Inobstante a prevalência desse mesmo entendimento de que a Fazenda Publica não poderia requerer a falência de contribuinte inadimplente na vigência do Decreto-Lei nº 7.661/1945, a matéria nunca foi pacífica nem mesmo no STJ [4], a quem compete por disposição constitucional uniformizar o entendimento acerca da aplicação da lei federal (cf. artigo 105, III, “a” e “c”).

Um outro registro importante diz respeito a evolução jurisprudencial que levou a vedação da pretensão do Fisco de convolação da recuperação judicial em falência em razão da ausência das certidões negativas fiscais a que se refere o artigo 57 da Lei 11.101/05.

Acórdão recente da 3ª Turma do STJ, da lavra da ministra Nancy Andrighi [5], joga luz e lança um novo entendimento sobre o tema, dispensando a exigência de apresentação de certidão negativa de tributos (e, logo, a possibilidade de convolação em falência por débitos tributários), entendendo que a falência não favorece a Fazenda Pública (que se encontra em terceiro lugar na ordem de classificação dos créditos) e que tal medida penaliza a devedora excessivamente; e, aplicando o princípio da proporcionalidade, afirmou que deve prevalecer o princípio da preservação da empresa (artigo 47) frente à exigência do artigo 57 da lei de quebras, o que seria mais consentâneo com o fim social da lei.
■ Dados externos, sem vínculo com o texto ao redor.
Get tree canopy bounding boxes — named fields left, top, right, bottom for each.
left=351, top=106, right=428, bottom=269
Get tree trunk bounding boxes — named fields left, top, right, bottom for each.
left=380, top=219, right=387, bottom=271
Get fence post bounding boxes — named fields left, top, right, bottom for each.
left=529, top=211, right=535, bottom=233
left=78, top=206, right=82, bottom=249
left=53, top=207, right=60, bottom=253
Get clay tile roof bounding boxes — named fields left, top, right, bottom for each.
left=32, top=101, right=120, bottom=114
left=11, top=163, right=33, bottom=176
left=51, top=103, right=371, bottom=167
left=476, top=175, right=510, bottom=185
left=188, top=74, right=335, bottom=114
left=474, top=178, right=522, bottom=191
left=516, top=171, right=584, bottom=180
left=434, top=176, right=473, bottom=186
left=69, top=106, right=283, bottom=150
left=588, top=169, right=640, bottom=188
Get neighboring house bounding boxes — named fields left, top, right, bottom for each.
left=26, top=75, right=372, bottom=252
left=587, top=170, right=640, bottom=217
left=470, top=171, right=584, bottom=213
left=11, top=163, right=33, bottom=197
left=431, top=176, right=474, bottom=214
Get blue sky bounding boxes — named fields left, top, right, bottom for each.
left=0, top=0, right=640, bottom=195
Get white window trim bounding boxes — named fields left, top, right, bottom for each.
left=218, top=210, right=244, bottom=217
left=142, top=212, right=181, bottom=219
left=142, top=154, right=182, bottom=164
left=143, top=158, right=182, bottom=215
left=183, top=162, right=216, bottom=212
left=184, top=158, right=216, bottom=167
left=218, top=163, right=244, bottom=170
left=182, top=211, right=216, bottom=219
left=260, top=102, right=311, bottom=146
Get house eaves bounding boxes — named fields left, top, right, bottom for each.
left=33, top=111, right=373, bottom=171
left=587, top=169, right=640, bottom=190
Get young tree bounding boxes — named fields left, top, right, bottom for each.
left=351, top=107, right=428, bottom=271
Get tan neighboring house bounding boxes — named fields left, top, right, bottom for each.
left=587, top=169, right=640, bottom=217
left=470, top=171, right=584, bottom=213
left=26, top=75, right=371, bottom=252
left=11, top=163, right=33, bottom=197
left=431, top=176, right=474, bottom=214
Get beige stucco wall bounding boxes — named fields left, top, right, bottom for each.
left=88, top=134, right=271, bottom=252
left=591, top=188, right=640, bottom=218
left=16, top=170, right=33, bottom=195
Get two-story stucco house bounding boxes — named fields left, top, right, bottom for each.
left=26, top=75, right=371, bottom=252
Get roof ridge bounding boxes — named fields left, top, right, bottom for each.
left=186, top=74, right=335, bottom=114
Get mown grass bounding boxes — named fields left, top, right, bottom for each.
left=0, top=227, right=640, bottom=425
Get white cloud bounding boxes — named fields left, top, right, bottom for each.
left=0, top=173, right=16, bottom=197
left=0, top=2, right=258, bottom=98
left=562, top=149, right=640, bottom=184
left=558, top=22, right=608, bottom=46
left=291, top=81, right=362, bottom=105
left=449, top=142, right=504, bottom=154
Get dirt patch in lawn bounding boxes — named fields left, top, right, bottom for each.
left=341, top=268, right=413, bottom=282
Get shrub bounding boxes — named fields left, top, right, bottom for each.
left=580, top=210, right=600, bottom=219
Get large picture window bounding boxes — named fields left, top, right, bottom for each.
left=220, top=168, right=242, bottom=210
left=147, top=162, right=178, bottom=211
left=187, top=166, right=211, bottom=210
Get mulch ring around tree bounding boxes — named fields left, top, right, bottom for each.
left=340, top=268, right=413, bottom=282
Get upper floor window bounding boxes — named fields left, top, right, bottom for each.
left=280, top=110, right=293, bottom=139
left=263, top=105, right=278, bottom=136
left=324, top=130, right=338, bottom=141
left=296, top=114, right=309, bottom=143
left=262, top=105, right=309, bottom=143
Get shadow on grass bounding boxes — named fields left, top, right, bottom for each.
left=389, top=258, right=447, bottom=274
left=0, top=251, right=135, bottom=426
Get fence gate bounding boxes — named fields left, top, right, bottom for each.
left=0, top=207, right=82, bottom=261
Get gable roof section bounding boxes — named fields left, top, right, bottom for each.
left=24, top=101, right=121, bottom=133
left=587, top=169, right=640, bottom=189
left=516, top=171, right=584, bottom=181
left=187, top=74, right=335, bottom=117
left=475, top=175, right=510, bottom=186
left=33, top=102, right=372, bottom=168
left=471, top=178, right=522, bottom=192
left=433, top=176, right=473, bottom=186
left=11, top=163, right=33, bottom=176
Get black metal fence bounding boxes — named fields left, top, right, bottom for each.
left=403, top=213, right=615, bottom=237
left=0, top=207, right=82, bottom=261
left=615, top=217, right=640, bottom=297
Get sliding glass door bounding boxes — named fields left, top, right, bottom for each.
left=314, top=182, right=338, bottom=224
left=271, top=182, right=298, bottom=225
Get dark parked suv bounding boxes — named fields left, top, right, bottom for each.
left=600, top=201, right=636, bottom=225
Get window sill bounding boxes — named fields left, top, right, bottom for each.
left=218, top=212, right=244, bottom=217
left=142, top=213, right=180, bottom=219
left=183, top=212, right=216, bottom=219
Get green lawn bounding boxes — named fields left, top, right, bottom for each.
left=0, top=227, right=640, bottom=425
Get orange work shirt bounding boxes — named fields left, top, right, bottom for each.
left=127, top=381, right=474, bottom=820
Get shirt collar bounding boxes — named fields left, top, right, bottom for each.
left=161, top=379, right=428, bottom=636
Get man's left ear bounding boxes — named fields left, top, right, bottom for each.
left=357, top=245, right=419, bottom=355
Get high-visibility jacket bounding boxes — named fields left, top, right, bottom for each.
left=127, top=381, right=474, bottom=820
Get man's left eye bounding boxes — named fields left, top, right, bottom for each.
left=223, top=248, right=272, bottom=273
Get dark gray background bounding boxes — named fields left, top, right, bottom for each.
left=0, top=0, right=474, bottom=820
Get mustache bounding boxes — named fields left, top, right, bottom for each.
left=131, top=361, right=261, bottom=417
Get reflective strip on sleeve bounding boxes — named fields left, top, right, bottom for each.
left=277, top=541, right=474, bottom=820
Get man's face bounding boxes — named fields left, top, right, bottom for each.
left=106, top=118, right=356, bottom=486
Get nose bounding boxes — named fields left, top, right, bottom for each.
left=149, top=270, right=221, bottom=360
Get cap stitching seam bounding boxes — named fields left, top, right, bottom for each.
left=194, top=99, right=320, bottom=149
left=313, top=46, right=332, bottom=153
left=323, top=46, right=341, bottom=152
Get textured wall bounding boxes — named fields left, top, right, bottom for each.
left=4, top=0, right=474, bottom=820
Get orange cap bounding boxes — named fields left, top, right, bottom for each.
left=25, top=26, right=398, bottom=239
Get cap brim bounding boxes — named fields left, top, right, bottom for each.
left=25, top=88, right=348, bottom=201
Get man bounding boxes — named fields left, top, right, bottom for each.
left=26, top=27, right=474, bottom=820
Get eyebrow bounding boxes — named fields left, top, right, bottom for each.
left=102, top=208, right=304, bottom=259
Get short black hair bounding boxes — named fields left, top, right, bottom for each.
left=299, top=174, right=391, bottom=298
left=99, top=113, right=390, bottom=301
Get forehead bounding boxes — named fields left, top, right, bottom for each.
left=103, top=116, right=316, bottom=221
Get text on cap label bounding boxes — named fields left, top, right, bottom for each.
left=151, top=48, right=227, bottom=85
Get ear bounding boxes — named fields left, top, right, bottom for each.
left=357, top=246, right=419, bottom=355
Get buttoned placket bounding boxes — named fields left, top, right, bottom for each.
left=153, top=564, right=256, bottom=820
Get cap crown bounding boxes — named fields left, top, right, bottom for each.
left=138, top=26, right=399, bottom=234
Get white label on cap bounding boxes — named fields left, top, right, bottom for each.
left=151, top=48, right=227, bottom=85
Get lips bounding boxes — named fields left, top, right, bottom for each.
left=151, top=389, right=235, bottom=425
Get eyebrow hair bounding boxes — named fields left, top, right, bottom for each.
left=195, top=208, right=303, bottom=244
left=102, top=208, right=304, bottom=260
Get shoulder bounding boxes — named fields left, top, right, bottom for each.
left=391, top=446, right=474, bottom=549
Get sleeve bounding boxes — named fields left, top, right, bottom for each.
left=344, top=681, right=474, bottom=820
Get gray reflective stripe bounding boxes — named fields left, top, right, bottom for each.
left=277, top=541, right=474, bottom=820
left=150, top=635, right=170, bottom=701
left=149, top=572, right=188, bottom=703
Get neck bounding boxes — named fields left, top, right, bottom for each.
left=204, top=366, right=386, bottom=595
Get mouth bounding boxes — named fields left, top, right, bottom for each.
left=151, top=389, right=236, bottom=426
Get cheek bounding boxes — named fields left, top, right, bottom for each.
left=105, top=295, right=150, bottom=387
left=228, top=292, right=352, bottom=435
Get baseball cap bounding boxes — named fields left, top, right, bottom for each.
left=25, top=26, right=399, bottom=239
Essa decisão inovadora, ao abrir uma nova brecha na lei e trazer perspectiva mais favorável aos devedores, com potencial de sepultar de vez o artigo 57 da Lei nº 11.101/05 (e o artigo 191-A do Código Tributário nacional), foi objeto de forte reação pela União, que protocolou diversas reclamações junto ao STF, sendo que, à exceção da Reclamação nº 43169/SP, relator ministro Dias Toffoli (já rejeitada por tratar de matéria infra constitucional), nas demais não se observa qualquer discussão sobre a constitucionalidade do artigo 57 da Lei 11.101/05, mas somente afronta ao enunciado da Súmula Vinculante 10.

Sob outro aspecto, tem-se que a Lei nº 10.522/2002 — que dispõe sobre o cadastro informativo dos créditos não quitados de órgãos e entidades federais e dá outras providências —, na esteira das alterações promovidas pela Lei de Recuperações Judiciais e Falências teve alterada a redação do artigo 10-A, que passou a prever um parcelamento dos débitos com a fazenda nacional, de natureza tributária ou não tributária, constituídos ou não, inscritos ou não em dívida ativa — em 120 meses.

O §4º-A prevê as consequências da exclusão do parcelamento, destacando-se entre elas a faculdade de a Fazenda Nacional requerer a convolação da recuperação judicial em falência.

De todas as inovações em matéria tributária, sem dúvida a mais polêmica é essa, e que confere inéditos poderes ao Fisco de pedir a quebra do contribuinte se este for excluído do parcelamento, medida claramente excessiva e desproporcional.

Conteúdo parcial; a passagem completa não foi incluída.